Paapa Essiedu owns the role of Hamlet like no other. He deserves the accolades he has received so far. Hamlet’s tortured soul was clear for all to see through his expressive body language and facial expressions, yet it was not his psychological degradation that rendered his performance unique. Essiedu gave the Prince a touch of cheekiness, a sort of adolescent naughtiness that made the audience laugh even at the most inappropriate times.
This, as well as his procrastination in avenging his father, only made him a more relatable character — unlike some of the heartless bloodshed that takes place in many of Shakespeare’s other plays such as Titus Andronicus and Macbeth. Essiedu made Hamlet feel extremely human, introduced by the opening scene where he is graduating from University. My fellow course mates and I in the audience couldn’t imagine coming home after graduating to a murderous uncle and being given the pressure of avenging our father by his own ghost!
The set and props were kept relatively simple throughout the play, which allowed the costumes and colours of Hamlet’s tapestries to take centre stage, literally and figuratively. This modern day Hamlet was shaped by African, Caribbean and European influences, making it a truly international play. The brightly African-inspired costumes capture the audience’s attention from the moment we meet the Danish Royal family, and are a stark contrast to Hamlet’s all black outfit. Hamlet’s clothes then become the symbol of his madness, as he goes from that simple modern all black attire to an all white yet completely paint stained suit. In his hysteria he therefore becomes the typical crazy painter that uses art to demonstrate the emotional conflicts raging within him.

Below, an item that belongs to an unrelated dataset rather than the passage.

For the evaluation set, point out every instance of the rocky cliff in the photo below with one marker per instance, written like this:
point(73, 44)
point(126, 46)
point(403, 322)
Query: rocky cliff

Seeing this performance of Hamlet at the Lowry has definitely made me want to explore more of the theatrical scene in and around Manchester, as well as more of the RSC’s works. The rendering of a tragedy filled with death into a dynamic and exciting performance made it really stand out in my memory from other performances of classical tragedies that I have seen. UK viewers can have high expectations for Paapa Essiedu’s presence on the stage and the big screen.